Но после того нешуточного случая многое изменилось. Тогда и Лада перепугалась страшно и присмирела до самого утра. Его даже поразили всегда такие напористые, большие, черные, а в тот раз испуганные, потускневшие глаза, вернее глаз (второй заплыл в синяке). Спать ушла в другую комнату. И утром уже началось. Сначала позвонил тестюшка и говорил своим слащавым голосом, без злобы, а даже с некоторым удовольствием:
— Рукоприкладством занимаетесь, молодой человек? Избил беззащитную слабую женщину, мою дочь. И даже ногами пинал.
«Да уж, слабую…» — думал Земский. Дело было не в том, что зять накостылял дочери. К своей старшей дочери тесть относился не то что с равнодушием, а с плохо скрываемым раздражением. Это раздражение начинало проявляться уже через полчаса в те редкие встречи, когда Земский и Лада приезжали в гости к «папеньке». Между отцом и дочерью начиналась мелкая грызня, которая, по мнению Земского, была все-таки не к лицу миллионеру, можно сказать, олигарху регионального масштаба. Земский догадывался, что эта грызня началась еще в ее детстве: «Опять ты оставила открытой зубную пасту!..» — «Достал ты со своей пастой!..» — Да так и не закончилась: «Что ты нацепила за юбку! В твоем возрасте женщине из достойной семьи прилично носить юбку, чтобы было видно веревочки, которые вы называете трусами?! А сзади так и веревочек не видно — голая жопа!» — «Пап, достал! Какую юбку хочу, такую ношу!» Если бы папенька умел, он и сам бы навешал ей тумаков, и зятя он, конечно, в душе поддерживал. Но дело было в том, что зять проявил самоуправство. Земский именно эти нотки слышал в его голосе:
— Хотите, молодой человек, оторвать меня от работы, чтобы я занимался вашими проблемами?..
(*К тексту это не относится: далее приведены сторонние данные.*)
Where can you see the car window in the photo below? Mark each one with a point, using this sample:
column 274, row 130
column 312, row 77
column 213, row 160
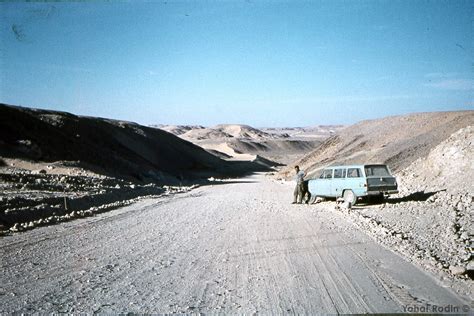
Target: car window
column 327, row 174
column 354, row 173
column 339, row 173
column 378, row 171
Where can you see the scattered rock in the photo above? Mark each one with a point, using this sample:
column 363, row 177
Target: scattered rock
column 457, row 270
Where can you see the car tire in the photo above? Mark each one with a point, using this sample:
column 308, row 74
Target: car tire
column 349, row 196
column 378, row 199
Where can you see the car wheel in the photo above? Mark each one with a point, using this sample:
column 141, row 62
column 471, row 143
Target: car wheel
column 379, row 199
column 349, row 196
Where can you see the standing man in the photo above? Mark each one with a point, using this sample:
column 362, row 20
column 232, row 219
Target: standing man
column 299, row 189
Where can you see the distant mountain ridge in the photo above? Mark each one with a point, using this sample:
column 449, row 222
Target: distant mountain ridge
column 396, row 140
column 118, row 148
column 281, row 145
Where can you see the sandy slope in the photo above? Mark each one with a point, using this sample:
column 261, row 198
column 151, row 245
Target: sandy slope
column 396, row 140
column 232, row 247
column 281, row 145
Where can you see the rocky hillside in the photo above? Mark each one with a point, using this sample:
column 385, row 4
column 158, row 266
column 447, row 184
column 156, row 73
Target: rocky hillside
column 397, row 141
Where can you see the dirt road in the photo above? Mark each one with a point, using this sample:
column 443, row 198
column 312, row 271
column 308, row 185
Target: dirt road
column 235, row 247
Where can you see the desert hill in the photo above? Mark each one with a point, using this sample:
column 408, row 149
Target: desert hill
column 397, row 141
column 449, row 166
column 106, row 146
column 242, row 142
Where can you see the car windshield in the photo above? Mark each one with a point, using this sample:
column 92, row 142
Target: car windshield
column 377, row 171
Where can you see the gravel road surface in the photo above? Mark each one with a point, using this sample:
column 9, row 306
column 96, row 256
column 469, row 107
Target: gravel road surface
column 234, row 247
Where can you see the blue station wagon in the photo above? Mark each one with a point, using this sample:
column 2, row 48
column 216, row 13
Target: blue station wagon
column 354, row 182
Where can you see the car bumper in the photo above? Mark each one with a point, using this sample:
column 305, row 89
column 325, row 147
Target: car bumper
column 385, row 192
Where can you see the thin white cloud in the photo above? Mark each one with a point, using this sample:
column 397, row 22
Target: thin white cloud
column 452, row 84
column 439, row 75
column 351, row 98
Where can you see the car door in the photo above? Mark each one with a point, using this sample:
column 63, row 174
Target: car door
column 339, row 182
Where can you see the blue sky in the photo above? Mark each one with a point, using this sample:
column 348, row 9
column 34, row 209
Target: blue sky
column 263, row 63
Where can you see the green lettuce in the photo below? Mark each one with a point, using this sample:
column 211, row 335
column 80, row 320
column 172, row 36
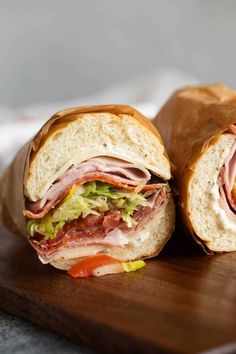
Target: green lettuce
column 91, row 198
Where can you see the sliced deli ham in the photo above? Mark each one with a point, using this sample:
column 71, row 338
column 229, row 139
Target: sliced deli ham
column 226, row 183
column 106, row 229
column 104, row 169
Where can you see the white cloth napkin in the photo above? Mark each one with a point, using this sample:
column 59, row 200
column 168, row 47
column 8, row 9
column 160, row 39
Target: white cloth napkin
column 147, row 94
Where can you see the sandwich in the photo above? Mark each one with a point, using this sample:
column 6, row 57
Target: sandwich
column 91, row 190
column 198, row 127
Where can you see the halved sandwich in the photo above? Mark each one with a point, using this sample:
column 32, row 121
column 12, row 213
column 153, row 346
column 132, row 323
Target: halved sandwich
column 93, row 182
column 198, row 126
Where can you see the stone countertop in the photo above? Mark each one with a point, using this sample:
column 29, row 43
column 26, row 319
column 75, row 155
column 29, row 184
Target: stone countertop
column 21, row 337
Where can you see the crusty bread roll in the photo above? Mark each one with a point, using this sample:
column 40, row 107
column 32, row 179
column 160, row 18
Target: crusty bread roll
column 197, row 127
column 70, row 140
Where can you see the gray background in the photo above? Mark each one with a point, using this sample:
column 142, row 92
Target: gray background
column 54, row 50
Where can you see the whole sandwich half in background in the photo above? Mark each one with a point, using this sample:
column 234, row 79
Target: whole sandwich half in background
column 198, row 128
column 91, row 187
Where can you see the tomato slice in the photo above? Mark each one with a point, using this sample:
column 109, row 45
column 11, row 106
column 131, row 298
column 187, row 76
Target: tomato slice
column 85, row 267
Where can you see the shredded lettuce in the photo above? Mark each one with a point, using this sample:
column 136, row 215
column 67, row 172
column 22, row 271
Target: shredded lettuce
column 91, row 198
column 44, row 226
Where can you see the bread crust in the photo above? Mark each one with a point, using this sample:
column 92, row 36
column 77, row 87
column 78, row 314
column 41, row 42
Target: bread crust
column 191, row 121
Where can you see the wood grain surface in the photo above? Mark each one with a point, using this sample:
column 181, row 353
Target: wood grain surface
column 182, row 302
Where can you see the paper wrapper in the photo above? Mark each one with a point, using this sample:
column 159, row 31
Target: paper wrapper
column 12, row 200
column 190, row 120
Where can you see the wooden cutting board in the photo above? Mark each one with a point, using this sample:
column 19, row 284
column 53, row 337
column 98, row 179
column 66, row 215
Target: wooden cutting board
column 182, row 302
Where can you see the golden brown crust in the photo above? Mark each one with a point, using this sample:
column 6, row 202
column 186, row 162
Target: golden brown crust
column 12, row 200
column 189, row 122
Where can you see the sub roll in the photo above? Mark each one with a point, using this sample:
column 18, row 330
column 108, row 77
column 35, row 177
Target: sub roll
column 93, row 181
column 198, row 126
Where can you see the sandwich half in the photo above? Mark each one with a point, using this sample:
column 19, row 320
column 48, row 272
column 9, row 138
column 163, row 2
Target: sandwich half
column 93, row 181
column 198, row 127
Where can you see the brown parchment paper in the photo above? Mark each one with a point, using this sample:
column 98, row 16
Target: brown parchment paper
column 12, row 200
column 190, row 120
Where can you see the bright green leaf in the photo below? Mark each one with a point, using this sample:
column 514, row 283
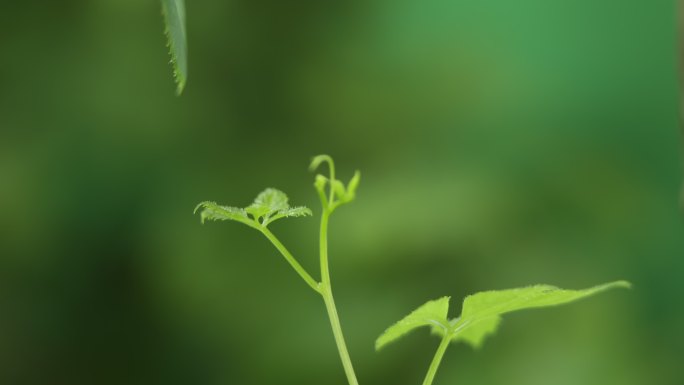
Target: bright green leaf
column 489, row 303
column 267, row 203
column 432, row 313
column 269, row 206
column 300, row 211
column 481, row 315
column 481, row 312
column 475, row 332
column 215, row 212
column 174, row 19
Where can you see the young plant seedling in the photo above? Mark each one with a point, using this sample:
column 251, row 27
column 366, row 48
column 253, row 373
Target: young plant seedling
column 481, row 314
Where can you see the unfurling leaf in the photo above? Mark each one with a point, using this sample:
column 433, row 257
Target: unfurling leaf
column 174, row 21
column 481, row 314
column 215, row 212
column 269, row 206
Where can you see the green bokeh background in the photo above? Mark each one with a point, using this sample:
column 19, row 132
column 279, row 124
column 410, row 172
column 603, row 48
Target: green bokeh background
column 502, row 143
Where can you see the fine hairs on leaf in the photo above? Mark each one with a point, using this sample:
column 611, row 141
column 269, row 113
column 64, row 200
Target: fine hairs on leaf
column 176, row 40
column 481, row 314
— Ничего я такого не хочу, Александр Иваныч, так получилось.
— Я не думаю, что разговор на этом закончится.
После выслушивания таких внушений, да еще страдая с похмелья, Земский и сам присмирел. Уж он-то догадывался, что может скрываться за внешним ехидством тестя. Не стоило дразнить ядовитую змею. Несколько раз Земский даже мямлил что-то в свое оправдание Ладе, но она, показательно демонстрируя синячище в пол-лица, закидывала тяжелую черную косу за плечо и только фыркала в ответ. Самое неприятное было то, что она забрала ключи от машины: «На маршрутке покатаешься…» Это было по-настоящему унизительно, хотя он не подал вида.